The Bottle Rockets: Leftovers [re-issue]

The Bottle Rockets
Leftovers [re-issue]
New West
2004-04-06

The Bottle Rockets are the best band from a town called Festus, this much we know. The group, seemingly poster boys for magazines like No Depression and other “alt.country” publications, are with a new lineup but still are able to deliver one solid album after another. The group originally released Leftovers back in 1998, but it has since been reissued. What you’ll find is very different than other re-releases — there are no hidden tracks, enhanced bonus material of talking backstage, footage of driving to the next gig or additional songs that weren’t worthy of being on it in the first place. What you get for your hard earned dollar are some tunes that you’ll remember six years after hearing them for the first time. The fact it’s only a half-hour should give the listener a clue that there is no fat on these tracks.

Produced by Eric “Roscoe” Ambel (usually found to Steve Earle’s right when the troubadour is on the road), the album starts off with that brilliant combination of Celtic-tinted melodies à la the Pogues or the Tossers with a Southern twang component on “Get Down River”. The song has that swaying motion to it that makes you either fall off your chair or get completely zonked from raising your beer glasses high, which could result in later falling off your chair. The melody is the strong suit within as singer Brian Henneman and harmonies from mandolin player Joe Flood keep things on an adorable even keel. It’s as if they’ve been building for this moment for ages and finally have the chance to nail the song as it deserves to be. The moody “Dinner Train to Dutchtown” has a lot in common with the heyday of the Rolling Stones or Dylan as that bar band swagger winds itself around the vocals. Talking about a mean gumbo and putting one’s ear to the rail, the song breaks out momentarily but not with the pomp or grandeur one might expect.

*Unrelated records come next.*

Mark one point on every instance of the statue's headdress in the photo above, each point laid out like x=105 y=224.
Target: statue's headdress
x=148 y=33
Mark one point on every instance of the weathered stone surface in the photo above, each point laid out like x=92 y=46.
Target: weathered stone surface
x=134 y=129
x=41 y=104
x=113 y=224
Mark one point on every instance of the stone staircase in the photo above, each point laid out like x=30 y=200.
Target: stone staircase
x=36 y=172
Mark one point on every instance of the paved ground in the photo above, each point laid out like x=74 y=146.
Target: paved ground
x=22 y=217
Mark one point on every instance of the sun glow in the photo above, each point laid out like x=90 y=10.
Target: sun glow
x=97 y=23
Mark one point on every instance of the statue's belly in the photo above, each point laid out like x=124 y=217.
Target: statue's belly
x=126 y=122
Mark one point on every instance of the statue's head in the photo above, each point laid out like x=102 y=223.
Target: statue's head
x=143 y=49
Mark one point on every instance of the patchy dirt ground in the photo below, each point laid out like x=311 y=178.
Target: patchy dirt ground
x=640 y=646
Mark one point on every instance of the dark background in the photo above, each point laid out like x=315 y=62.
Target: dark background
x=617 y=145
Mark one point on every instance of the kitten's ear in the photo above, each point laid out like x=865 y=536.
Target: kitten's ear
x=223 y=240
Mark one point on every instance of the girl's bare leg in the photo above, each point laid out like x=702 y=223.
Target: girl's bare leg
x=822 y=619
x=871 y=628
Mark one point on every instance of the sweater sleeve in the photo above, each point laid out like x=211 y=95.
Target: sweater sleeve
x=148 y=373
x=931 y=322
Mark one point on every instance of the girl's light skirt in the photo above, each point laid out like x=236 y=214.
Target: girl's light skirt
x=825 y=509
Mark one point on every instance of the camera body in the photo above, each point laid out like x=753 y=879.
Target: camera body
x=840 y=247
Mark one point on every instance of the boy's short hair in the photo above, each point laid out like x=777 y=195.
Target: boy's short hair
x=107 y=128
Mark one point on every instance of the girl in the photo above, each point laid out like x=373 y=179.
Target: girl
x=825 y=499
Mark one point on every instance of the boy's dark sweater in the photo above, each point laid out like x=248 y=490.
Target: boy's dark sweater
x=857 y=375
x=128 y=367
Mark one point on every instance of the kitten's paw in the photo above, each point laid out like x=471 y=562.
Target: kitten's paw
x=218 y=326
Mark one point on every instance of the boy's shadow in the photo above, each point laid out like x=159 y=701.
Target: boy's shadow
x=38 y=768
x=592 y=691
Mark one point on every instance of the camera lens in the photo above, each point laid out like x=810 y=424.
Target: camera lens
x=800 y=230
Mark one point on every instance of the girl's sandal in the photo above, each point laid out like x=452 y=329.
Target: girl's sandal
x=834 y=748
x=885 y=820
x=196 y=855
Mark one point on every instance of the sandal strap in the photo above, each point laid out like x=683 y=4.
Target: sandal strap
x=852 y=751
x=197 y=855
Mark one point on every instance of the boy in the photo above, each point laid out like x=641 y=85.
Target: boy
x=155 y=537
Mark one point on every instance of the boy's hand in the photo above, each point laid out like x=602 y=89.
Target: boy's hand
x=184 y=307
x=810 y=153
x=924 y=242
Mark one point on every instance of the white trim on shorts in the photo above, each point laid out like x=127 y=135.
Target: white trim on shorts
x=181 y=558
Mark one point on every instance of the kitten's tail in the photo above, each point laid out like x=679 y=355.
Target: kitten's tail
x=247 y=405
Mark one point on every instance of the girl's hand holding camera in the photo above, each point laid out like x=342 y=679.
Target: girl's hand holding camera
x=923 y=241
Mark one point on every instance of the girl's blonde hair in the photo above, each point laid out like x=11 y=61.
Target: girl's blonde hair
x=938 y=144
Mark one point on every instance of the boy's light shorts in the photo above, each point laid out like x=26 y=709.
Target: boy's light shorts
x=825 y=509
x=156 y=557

“Skip’s Song” is more of a somber Southern ditty that is void of the fried rock guitar Lynyrd Skynyrd might ply thick riffs on top of. “Acid and madness / And nothing more”, the line goes as a Blue Rodeo-esque or Bobby Wiseman-like keyboard is played. It’s the type of song Wilco would do in its sleep but won’t touch with a ten-foot pole for years to come. Dreary almost to a fault, it rarely hurries its pace, maintaining its integrity from beginning to end. A hoedown of sorts follows during the rambling, hell-raising barroom sound oozing from “Coffee Monkey”, a title which I can attest to far too often.

The second half of the album begins with the run-of-the-mill performance found in “If Walls Could Talk”. Here the Bottle Rockets don’t sound like they’re really challenging themselves or the listener, instead creating a song that is basically an alt.country or honky tonk by numbers ditty. The “shut ups” which introduce a stronger yet hick-riddled “Financing His Romance” is quite impressive and toe-tapping. If you could picture Social Distortion lead singer Mike Ness minus one electric guitar, this might be a tune he’d lap up in a minute. The guitar solos are also quite outstanding here as they play off each other for a lengthy hell-raising rockabilly flavor. Perhaps the oddest part is how it basically is nipped near the end of its bud.

“My Own Cadillac” has little going for it initially as the blues, country, and rock are unsuccessfully fused. The vocals bring Jagger’s faux country to mind, although there are more guts used on this song. Rarely does it get off the ground, but after a couple of listens, one might find themselves taking to it more. “Chattanooga” ends this disc just as nice and smoothly as it started. The narrative gives way to chirps and an outdoors, country feeling. Almost a dirge but with comedic moments, the Bottle Rockets do what they do best on this song and on the album — creating tunes that make one want to hear what the next tune, album, or five to ten years will bring for them.